Poetry review – THE ASKING: Alwyn Marriage reflects on this generous selection from Jane Hirshfield’s work
The Asking: New & Selected Poems
Jane Hirshfield
Bloodaxe Books
ISBN 978-1-78037-679-0
341 pages £14.99
With a tome of this size and range, anyone unfamiliar with Hirshfield’s work would be something of an expert by the time they arrived at the final page. With five decades of writing and publishing in the bag, not to mention ten well-received poetry collections, Hirshfield has every right to fill a Selected with treasures from the past – even including some poems written in her late teens. It is also pleasing that the collection opens with a section of New Poems (2023), comprising thirty recent pieces.
One of these recent poems, “Today, when I could do nothing”, introduces us to what has been a common theme in Hirshfield’s poetry since the beginning, namely a fascination with and respect for animal life in all its forms.
Today, when I could do nothing,
I saved an ant.
...
Small black ant, alone,
crossing a navy cushion,
moving steadily because that is what it could do.
...
It did not look as if it was frightened,
even while walking my hand,
which moved it through swiftness and air.
Ant, alone, without companions,
whose ant-heart I could not fathom –
how is your life, I wanted to ask.
I lifted it, took it outside.
There are no frills and no fuss in Hirshfield’s response to fauna; just minute observation and a vibrant celebration of Nature’s amazing variety. So, in some of her earlier collections, we meet, among many other creatures, racoons (“Invocation”), horses (“After work”), foxes (‘with cream-dipped tail and red-fire legs doused watery brown’ (“Inspiration”) and moths (“To drink”).
The other noticeable strand in her poetry is less easy to define, being both philosophical and contemplative. This may well stem either from a religious mind-set or, more specifically, from her Buddhist practice. Whichever it is, it gives many of the poems a deep and pleasing resonance:
I think it was from the animals
that St Francis learned
it is possible to cast oneself
on the earth's good mercy and live.
("Happiness").
In “Silence: an assay”, she reflects on Einstein:
Einstein called time what stops everything
from happening at once. Silence stops everything
from shouting at once.
And in “Theology”, she offers a beautiful description of prayer:
A border collie's preference is to do anything entirely,
with the whole attention. This Simone Weil called prayer.
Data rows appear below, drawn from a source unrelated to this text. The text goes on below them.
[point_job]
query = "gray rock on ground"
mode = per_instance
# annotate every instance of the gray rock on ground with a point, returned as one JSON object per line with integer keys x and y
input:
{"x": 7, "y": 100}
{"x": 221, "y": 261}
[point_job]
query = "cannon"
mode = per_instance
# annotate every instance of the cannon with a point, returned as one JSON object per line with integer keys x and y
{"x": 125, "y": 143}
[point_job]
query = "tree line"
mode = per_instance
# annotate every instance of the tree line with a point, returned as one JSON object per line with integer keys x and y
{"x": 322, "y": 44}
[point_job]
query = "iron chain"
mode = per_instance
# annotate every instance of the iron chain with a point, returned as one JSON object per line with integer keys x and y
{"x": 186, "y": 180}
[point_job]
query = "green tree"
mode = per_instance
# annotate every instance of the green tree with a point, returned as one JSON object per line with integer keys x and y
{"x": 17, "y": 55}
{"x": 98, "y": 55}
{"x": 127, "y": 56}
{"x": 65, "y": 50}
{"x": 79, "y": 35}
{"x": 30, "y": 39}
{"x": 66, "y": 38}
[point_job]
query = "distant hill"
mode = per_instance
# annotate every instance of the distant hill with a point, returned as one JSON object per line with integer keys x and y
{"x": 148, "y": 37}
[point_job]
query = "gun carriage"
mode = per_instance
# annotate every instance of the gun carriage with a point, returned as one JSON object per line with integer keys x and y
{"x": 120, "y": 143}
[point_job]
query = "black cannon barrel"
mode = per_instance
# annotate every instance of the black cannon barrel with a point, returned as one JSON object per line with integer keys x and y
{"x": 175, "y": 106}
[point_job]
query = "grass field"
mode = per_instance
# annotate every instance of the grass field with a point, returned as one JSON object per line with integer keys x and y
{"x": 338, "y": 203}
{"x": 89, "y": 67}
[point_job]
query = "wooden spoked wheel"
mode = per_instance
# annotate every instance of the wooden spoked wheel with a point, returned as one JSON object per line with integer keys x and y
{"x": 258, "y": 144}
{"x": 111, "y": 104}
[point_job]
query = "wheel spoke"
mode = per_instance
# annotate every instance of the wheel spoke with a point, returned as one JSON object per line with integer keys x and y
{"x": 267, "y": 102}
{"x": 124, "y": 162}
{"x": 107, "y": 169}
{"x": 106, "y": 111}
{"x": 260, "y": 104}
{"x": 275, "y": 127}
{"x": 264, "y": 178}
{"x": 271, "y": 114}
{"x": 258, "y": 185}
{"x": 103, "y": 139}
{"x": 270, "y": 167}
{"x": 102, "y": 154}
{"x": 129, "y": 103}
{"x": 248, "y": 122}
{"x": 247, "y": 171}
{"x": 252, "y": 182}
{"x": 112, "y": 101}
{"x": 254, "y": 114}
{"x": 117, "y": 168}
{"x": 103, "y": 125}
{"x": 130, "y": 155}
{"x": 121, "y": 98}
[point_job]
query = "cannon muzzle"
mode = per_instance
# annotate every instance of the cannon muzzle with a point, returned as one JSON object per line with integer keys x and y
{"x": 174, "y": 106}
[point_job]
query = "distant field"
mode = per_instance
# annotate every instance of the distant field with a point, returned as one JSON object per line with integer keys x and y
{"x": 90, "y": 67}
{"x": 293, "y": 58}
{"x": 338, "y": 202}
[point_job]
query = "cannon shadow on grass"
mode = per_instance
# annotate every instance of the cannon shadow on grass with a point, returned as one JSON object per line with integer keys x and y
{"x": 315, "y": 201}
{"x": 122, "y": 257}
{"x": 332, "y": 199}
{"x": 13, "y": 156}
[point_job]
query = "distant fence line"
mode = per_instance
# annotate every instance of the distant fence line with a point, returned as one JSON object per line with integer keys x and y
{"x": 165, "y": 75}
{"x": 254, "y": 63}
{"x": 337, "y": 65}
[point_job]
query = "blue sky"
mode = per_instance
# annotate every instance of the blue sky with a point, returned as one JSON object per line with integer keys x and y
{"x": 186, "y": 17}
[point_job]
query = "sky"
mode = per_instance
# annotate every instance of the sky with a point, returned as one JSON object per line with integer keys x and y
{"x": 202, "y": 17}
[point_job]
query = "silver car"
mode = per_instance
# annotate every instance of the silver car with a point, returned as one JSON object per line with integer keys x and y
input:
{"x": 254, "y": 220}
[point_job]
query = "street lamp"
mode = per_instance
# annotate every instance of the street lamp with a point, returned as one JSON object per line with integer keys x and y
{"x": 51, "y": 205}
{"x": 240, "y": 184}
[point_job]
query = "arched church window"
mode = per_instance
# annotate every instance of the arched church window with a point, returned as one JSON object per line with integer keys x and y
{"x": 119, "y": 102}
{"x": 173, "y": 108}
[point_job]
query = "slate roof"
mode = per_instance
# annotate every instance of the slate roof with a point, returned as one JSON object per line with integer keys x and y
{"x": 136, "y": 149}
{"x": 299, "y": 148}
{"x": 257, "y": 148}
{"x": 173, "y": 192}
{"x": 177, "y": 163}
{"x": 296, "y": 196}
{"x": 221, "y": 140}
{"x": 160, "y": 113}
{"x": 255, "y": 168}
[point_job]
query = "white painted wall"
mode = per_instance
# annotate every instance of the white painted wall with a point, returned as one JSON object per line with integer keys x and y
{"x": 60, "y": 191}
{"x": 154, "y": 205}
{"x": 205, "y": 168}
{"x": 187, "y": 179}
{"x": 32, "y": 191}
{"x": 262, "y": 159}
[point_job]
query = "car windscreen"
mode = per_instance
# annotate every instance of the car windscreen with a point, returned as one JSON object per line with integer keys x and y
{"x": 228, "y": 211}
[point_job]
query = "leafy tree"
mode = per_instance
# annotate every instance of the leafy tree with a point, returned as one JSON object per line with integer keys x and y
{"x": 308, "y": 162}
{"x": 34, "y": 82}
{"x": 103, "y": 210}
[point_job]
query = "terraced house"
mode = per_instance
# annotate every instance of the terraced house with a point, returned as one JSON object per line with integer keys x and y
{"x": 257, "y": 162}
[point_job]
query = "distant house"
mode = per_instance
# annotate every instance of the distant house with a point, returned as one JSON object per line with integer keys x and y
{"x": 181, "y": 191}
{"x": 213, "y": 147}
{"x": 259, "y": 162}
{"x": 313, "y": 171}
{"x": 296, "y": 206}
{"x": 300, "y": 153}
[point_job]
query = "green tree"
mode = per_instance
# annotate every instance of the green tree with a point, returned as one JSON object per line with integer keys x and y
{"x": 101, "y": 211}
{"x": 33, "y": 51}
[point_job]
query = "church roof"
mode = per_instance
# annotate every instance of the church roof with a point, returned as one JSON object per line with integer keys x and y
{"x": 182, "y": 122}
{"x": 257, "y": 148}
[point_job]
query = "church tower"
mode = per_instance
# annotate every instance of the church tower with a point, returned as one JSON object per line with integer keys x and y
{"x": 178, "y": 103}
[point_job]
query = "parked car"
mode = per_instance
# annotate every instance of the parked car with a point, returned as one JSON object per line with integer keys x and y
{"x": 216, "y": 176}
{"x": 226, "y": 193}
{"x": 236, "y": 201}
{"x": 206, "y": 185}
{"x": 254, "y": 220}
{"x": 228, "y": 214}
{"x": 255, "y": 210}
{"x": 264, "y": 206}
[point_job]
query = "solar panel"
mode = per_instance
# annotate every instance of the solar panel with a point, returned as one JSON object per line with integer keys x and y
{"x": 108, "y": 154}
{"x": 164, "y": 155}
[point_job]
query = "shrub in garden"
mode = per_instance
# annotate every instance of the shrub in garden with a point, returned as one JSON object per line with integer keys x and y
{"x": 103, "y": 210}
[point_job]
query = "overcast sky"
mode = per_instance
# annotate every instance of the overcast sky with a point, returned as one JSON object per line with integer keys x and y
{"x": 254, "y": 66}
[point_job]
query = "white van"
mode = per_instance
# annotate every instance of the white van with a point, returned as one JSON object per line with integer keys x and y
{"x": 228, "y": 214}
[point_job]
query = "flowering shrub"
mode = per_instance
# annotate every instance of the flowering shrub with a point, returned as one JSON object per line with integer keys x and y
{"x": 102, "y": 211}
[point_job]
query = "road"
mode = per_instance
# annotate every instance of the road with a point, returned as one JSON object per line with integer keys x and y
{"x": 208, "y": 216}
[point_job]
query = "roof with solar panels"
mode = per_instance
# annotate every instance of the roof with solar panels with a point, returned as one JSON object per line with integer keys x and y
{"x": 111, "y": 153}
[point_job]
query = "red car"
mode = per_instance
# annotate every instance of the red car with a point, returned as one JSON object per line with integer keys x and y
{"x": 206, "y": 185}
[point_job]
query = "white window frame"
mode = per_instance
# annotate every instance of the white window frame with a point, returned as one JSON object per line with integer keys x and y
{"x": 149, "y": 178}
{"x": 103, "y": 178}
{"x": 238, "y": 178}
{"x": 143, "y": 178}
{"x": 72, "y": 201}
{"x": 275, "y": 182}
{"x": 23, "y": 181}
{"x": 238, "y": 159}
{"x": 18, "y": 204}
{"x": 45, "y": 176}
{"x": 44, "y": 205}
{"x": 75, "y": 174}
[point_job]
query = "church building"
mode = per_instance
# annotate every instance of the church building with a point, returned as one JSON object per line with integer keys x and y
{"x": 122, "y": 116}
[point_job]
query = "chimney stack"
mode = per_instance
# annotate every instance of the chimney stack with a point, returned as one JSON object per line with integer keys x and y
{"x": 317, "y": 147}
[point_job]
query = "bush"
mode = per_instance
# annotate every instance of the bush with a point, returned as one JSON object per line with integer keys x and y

Every now and then, this philosophical approach can appear slightly convoluted, as in the poems “Perception is a kind of attentiveness”, “The heart as origami” and in one of the new poems, “I asked to be lush, to be green”, which ends with the line ‘a tree not wet to the touch is wet to the living’ which does make sense, but needs a little unpacking. However, by far the majority of the poetry is both accessible and perceptive.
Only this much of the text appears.